Leading up to next week’s presidential election, freshmen mentors, alongside peer advisers, discussed in University Life classes how crucial it was for students to develop civic engagement.

One topic that came up in the classes was how students can become involved in their communities by casting their vote on Tuesday, Nov. 8.

Classes recognized that leaders are not always perfect, said Peer Adviser James Maglione, a sophomore psychology major. In regard to the current election, mentors explained how both Republican candidate Donald Trump and Democratic candidate Hillary Clinton have their flaws, while both also possess positive traits.

Maglione said he felt that his group of freshmen took a lot away from the lesson.

“I was extremely happy to see that my students chose to have a discussion instead of a debate,” Maglione said. “This really revealed to me how professional my class was.”

Mentors and peer advisers were tired of discussing the election any further than just pointing out the fact that both of the candidates are human.

“I think that everyone is kind of tired of listening to people’s positions on this election in their classes,” said peer adviser Katherine Kontos, a sophomore social and behavioral sciences major. “Everyone has very strong, emotional opinions on this election.

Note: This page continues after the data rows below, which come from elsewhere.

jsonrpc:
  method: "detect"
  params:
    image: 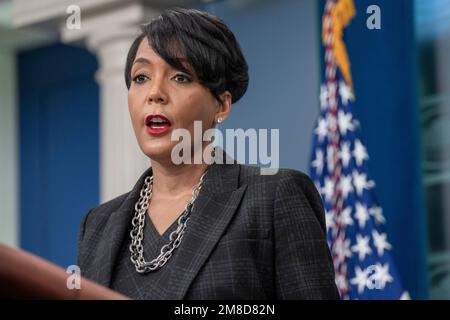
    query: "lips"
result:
[145,114,172,135]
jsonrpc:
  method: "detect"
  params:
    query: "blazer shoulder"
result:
[240,165,316,190]
[80,192,130,238]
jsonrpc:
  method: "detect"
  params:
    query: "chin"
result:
[141,141,173,160]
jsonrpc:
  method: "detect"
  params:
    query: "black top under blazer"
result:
[78,158,339,300]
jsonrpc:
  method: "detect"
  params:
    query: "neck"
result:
[152,160,208,195]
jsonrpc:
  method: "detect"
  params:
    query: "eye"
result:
[133,74,149,84]
[173,73,191,83]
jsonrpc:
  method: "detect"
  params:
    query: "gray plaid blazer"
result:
[78,163,339,300]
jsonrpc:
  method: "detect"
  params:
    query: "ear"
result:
[214,91,231,123]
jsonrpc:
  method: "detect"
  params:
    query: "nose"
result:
[147,79,167,104]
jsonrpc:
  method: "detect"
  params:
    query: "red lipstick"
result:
[145,114,172,136]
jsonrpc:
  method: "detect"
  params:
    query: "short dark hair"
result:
[125,8,249,103]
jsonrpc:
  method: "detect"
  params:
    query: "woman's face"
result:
[128,38,230,160]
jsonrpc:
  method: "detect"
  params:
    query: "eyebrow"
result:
[133,58,152,64]
[133,57,195,75]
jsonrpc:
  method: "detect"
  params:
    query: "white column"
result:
[13,0,200,202]
[61,3,161,202]
[0,48,19,246]
[87,28,155,202]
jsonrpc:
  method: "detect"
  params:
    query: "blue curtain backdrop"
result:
[18,44,99,268]
[320,0,427,299]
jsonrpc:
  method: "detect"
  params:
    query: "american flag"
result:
[310,0,409,300]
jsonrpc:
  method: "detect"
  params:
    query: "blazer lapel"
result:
[164,164,247,300]
[93,167,152,287]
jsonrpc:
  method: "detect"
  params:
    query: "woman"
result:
[79,9,339,299]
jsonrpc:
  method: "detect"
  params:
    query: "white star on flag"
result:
[328,82,337,105]
[375,263,394,289]
[325,210,334,232]
[339,175,353,200]
[350,266,367,294]
[352,234,372,261]
[340,207,353,226]
[314,118,328,142]
[333,238,352,261]
[341,142,352,168]
[355,202,369,229]
[369,207,386,224]
[353,140,369,166]
[321,177,334,201]
[327,145,337,172]
[338,110,355,135]
[339,81,355,105]
[372,230,392,257]
[353,170,375,196]
[311,149,323,174]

This class format made the election a small discussion and not the entire point of the class.”

After briefly mentioning the election, the lecture shifted to a discussion on how students can make changes within their communities, said Maglione. He added that following that discussion, students were divided into groups where they had to research two historical leaders: one who used his or her power for good, and one who was more sinister.

Some examples of positive leaders were Susan B. Anthony, Mahatma Gandhi, and Martin Luther King Jr. Examples of more negative individuals included Adolf Hitler, Mahmoud Ahmadinejad and Fidel Castro. Students were then asked to share what made each person a great leader, or an infamous individual.

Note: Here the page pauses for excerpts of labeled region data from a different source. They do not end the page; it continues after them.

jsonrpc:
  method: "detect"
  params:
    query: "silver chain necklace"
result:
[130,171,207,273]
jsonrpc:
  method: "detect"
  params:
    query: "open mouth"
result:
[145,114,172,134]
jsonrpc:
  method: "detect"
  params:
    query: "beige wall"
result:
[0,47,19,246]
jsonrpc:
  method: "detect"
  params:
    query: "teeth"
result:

Jillian Szczepanski, a freshman occupational therapy major, said she enjoyed the lesson.

“The class was a lot more fun than I expected,” Szczepanski said. “We put a nice spin on the typical political conversation. Everyone was mature and let each other share their opinions without judgment.”

Cara Jordan, a freshman occupational therapy major, felt that the class was significant.

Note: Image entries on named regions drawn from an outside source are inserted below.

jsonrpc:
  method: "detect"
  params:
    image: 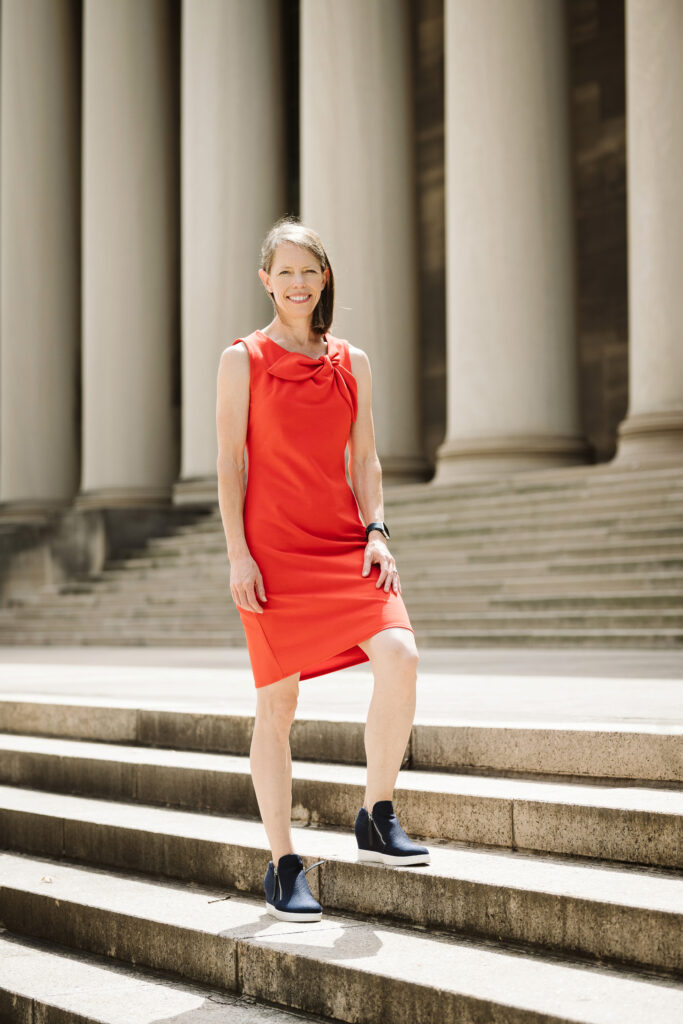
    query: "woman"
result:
[216,211,429,921]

“I feel as though people our age are inclined to be disinterested about what is going on around us, especially with all the distractions that surround us,” Jordan said. “It is important for students to become involved in our community.”

The lesson was also an attempt at encouraging students to go out and cast their vote.

“We see far too often the privilege that is our democracy being squandered away as a result of voter apathy,” Maglione said. “It is important that they [students] vote.”

Freshman Studies Mentor Brittany White also made sure to emphasize the significance students have in this election.

“Students need to understand that they have the power to choose who our next president will be come Nov. 8,” White said.